Secondary spread of caudal block as assessed by ultrasonography.
Br J Anaesth. 2012 Apr;108(4):675-81
Authors: Lundblad M, Eksborg S, Lönnqvist PA
BACKGROUND: Redistribution and secondary spread after the initial injection of local anaesthetics (LAs) are important factors that contribute to the final spread of caudal block in children. However, to date, these phenomena have yet not been studied in detail. Thus, the aim of this observational study was to define patterns of secondary spread and redistribution of a caudal block by means of real-time ultrasonography scanning and cutaneous testing.
METHODS: Ultrasound assessment of LA spread within the caudal-epidural space and epidural pressure was followed during 15 min after initial injection (1.5 ml kg(-1), ropivacaine 0.2%) in 16 infants. At 15 min post-injection, cutaneous testing was also performed to assess the cranial dermatomal level of the block (at end-tidal sevoflurane 2.5%).

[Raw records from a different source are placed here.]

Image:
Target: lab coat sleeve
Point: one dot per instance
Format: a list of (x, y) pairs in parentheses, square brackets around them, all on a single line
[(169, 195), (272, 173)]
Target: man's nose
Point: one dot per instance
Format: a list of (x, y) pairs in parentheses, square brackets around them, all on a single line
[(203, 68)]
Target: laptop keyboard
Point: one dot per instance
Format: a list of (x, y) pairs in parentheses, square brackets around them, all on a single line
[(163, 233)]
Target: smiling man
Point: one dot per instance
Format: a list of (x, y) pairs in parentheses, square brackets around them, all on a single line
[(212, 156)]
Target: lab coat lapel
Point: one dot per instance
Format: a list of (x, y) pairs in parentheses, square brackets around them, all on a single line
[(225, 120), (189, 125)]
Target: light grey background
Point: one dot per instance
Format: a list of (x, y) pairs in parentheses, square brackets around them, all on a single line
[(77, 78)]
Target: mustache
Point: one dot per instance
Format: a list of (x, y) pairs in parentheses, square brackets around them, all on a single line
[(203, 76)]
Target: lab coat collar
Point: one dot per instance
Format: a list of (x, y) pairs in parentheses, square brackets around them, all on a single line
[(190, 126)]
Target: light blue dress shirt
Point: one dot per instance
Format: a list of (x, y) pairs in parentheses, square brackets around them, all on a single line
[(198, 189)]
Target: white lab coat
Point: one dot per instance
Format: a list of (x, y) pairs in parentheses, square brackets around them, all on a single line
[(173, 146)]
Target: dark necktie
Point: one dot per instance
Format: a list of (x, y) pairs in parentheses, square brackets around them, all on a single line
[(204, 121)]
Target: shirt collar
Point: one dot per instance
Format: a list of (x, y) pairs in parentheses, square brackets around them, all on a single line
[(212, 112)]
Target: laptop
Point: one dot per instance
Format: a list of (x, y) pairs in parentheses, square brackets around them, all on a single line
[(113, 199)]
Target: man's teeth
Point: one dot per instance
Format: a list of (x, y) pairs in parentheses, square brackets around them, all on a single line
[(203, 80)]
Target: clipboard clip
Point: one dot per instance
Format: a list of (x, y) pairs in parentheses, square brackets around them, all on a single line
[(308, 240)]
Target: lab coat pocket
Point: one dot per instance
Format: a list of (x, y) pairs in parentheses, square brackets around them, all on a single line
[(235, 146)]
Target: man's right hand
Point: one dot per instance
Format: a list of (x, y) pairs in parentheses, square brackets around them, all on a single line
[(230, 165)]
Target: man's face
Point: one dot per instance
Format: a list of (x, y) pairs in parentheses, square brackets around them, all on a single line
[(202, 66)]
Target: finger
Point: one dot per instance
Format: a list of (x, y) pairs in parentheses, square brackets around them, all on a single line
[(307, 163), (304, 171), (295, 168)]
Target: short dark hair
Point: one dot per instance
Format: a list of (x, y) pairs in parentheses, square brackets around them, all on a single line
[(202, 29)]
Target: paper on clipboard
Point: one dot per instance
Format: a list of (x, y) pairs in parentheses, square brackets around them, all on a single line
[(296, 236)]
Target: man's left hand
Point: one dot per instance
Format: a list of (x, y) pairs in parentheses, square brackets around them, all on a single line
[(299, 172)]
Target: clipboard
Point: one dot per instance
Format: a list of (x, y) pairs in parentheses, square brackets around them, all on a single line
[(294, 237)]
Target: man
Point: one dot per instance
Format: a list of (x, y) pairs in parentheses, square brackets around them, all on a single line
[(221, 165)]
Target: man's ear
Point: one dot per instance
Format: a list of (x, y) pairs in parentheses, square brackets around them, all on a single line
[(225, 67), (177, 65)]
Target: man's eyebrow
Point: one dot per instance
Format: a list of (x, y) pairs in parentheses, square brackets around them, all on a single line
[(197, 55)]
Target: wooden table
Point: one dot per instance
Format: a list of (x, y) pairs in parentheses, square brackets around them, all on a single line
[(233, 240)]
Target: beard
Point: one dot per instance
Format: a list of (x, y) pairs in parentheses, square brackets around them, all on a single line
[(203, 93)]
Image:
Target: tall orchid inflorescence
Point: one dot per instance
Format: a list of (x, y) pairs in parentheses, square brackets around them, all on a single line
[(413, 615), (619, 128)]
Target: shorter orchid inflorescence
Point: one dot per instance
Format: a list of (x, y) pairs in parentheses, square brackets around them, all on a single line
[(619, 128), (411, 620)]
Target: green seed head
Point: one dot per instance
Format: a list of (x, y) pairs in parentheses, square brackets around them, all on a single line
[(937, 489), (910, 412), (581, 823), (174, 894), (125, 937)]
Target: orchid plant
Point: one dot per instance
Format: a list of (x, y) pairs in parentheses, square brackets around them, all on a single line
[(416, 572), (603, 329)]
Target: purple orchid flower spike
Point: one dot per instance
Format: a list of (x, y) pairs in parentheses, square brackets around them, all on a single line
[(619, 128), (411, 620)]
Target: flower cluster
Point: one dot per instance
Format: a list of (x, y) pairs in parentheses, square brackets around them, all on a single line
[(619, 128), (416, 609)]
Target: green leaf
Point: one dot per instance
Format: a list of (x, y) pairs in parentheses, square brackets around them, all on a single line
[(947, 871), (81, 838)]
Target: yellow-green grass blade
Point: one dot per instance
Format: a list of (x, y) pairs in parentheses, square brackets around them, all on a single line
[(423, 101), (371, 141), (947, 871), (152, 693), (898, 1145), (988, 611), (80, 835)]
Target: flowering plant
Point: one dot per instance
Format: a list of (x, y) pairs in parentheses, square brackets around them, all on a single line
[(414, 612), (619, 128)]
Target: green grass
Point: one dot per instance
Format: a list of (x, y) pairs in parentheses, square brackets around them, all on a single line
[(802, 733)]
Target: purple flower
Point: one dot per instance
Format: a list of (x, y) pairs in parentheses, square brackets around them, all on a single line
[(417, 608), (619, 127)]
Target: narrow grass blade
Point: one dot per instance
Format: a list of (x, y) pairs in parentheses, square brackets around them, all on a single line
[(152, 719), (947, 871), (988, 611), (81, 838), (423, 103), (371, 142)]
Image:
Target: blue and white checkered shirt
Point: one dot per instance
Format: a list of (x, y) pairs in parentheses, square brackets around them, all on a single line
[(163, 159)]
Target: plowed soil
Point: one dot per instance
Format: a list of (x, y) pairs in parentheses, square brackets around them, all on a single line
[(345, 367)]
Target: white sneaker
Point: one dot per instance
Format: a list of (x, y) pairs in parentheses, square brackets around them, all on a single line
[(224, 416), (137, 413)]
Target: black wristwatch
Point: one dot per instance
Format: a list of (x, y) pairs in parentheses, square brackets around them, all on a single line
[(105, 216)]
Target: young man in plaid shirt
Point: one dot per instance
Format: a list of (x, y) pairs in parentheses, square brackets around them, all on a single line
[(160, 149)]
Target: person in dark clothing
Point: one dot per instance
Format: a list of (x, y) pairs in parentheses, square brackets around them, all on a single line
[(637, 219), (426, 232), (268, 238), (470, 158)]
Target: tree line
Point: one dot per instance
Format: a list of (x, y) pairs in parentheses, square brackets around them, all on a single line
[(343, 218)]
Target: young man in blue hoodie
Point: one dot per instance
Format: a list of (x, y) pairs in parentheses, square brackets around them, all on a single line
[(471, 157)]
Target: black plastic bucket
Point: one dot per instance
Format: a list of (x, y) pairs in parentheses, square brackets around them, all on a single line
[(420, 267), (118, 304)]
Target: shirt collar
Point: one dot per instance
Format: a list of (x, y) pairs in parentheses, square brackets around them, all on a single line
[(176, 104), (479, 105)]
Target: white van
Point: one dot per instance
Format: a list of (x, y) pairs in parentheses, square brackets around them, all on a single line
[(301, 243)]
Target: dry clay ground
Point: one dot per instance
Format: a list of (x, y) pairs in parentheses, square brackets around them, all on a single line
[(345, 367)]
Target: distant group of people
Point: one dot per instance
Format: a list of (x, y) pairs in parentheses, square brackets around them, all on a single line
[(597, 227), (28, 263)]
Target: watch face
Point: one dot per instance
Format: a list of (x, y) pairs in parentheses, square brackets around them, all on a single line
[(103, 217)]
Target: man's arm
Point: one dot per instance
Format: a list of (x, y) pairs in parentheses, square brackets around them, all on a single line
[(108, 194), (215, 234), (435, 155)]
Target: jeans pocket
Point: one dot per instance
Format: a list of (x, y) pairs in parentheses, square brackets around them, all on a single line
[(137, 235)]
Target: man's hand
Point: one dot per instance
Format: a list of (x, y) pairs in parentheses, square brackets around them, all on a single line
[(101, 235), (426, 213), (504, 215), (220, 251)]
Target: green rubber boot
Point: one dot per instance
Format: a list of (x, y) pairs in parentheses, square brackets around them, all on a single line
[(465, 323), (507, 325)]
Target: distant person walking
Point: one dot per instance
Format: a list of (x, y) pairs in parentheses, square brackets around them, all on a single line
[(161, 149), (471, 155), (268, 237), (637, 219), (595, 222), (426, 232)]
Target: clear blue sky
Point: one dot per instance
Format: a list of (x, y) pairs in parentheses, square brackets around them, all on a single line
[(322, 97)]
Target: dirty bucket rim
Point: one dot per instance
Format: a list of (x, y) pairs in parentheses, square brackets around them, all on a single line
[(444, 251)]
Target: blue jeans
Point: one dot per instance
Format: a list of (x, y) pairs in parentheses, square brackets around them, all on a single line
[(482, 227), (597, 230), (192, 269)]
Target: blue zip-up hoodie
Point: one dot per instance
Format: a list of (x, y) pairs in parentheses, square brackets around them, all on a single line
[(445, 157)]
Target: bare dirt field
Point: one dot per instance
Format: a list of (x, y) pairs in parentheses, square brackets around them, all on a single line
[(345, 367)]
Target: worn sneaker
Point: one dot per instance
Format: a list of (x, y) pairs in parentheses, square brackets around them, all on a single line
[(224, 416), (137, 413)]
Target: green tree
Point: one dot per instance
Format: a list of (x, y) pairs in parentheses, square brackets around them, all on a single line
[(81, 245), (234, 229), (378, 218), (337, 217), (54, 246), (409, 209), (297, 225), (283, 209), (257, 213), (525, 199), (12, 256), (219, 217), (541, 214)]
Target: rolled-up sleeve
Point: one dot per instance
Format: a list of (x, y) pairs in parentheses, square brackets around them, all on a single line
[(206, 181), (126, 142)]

RESULTS: The median ultrasound-assessed cranial spread was Th10 and Th8 at 0 and 15 min, respectively, and the sensory level at 15 min was Th4. The caudal injection was initially found to compress the terminal part of the dural sac, later followed by a partial re-expansion as epidural pressure was returning towards pre-injection values. An intrasegmental redistribution from the dorsal to the ventral compartment of the epidural space was also observed.
CONCLUSIONS: Two separate patterns of secondary spread of caudal block could be observed, being horizontal intrasegmental redistribution and longitudinal cranial spread. The observed bi-directional movement of cerebrospinal fluid (coined ‘the CSF rebound mechanism’) does explain a major part of the difference between the initial ultrasound-assessed cranial level and the final level determined by cutaneous testing.